An embodiment of a light source system according to the present invention comprises a light source body which includes a light entry surface across which light from a light source element enters the light source system, a light exit surface across which light is transmitted from the light source system to the illumination system, and a first diffusing/reflective region positioned opposite the light exit surface which includes an internally reflective surface and a diffusing region internal to the internally reflective surface, the diffusing region diffusing light which traverses the diffusing region.
According to this embodiment, all of the surfaces of the light source body other than the light entry surface and the light exit surface are preferably internally reflective and more preferably highly diffusely reflective.

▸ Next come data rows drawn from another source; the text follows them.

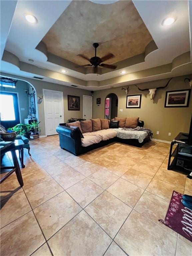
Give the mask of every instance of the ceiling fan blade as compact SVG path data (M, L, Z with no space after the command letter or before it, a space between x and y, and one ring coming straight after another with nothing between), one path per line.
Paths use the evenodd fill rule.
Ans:
M115 65L109 65L108 64L105 64L104 63L101 63L99 66L103 67L104 68L110 68L111 69L115 69L117 67L117 66Z
M84 59L86 60L88 60L88 61L89 61L90 59L89 59L88 57L87 57L86 56L85 56L85 55L83 55L83 54L78 54L77 56L79 56L80 57L81 57L81 58Z
M93 66L93 65L91 64L86 64L86 65L82 65L82 66L76 66L75 67L76 68L81 68L82 67L90 67L90 66Z
M102 58L101 58L102 62L104 62L106 60L109 60L114 58L115 56L112 53L108 53L105 56L104 56Z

In one variation, the light entry surface is orthogonal to the light exit surface. In this regard, light which enters through the light entry surface is first internally reflected before reaching and exiting the light exit surface. In this regard, the internally reflective surface of the first diffusing/reflective region and the light exit surface are preferably angled relative to each other so as to direct light to the light exit surface. The angle between the internally reflective surface of the first diffusing/reflective region and the light exit surface is preferably between about 10 degrees and 45 degrees, more preferably between about 10 degrees and 25 degrees, most preferably between about 11 degrees and 13 degrees. The internally reflective surface of the first diffusing/reflective region preferably has a length of at least 10-mm, more preferably between 10-14-mm. The light exit surface preferably has a length of at least 10-mm, more preferably between 10-12-mm.
According to any of the above variations, the light source system may further include one or more optical layers positioned between external to the light exit surface, the one or more optical layers performing one or more functions selected from the group consisting of columniation and polarization. In one variation, the one or more optical layers includes a plurality of optical layers where an air gap is positioned between adjacent optical layers.
The optical layers may include a first and a second collimators positioned external to the light exit surface. An air gap is preferably positioned between the first and second collimators. The first and second collimators are preferably at right angles relative to each other. A polarizer may also be positioned external to the light exit surface adjacent the collimators.